Genebra - A Agência Internacional de Energia (AIE) alerta que o Brasil precisa diversificar o mais rápido possível seu abastecimento de gás natural para não depender de decisões políticas que são tomadas na Bolívia ou em outros países da região. A avaliação, de especialistas da entidade com sede em Paris, é feita depois que o governo de Evo Morales fechou um acordo até 2036 com a Petrobras. ''Ficamos surpresos com a notícia do acordo'', confessou um dos analistas da AIE, que acompanha a situação da Bolívia e que esperava maior resistência por parte das empresas que atuam no país andino.
Na avaliação da entidade, um dos pontos que mais contou para que o entendimento fosse estabelecido foi a necessidade de que não haja uma interrupção no fornecimento de gás ao Brasil. ''O País precisará de muita energia nos próximos anos para retomar seu crescimento'', afirmou o analista. ''O abastecimento deve ter pesado muito na decisão da Petrobras de fechar o acordo'', disse.

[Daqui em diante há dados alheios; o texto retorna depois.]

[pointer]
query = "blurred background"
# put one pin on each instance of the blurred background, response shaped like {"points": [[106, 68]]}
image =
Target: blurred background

Para a entidade, está na hora de o Brasil investir na produção nacional de gás e procurar outros fornecedores. ''Precisa haver uma diversificação no abastecimento para que o País não fique dependente de ninguém'', aconselhou o analista. Nos últimos dias, o ministro de Minas e Energia, Silas Rondeau, admitiu que o governo avalia a possibilidade de buscar alternativas para o abastecimento de gás. A AIE estima que a Petrobras pode estar esperando que um sinal positivo seja dado pelos bolivianos no preço que se negociará pelo gás, já que a empresa aceitou o aumento de impostos.
O valor, segundo os analistas, poderia ser fundamental para a companhia brasileira nos próximos anos em suas operações na Bolívia. O gás natural é hoje o recurso energético que mais cresce em termos de produção e consumo no mundo. Não por acaso, a média do preço do gás aumentou em oito vezes nos principais mercados consumidores, como Europa e Estados Unidos na última década.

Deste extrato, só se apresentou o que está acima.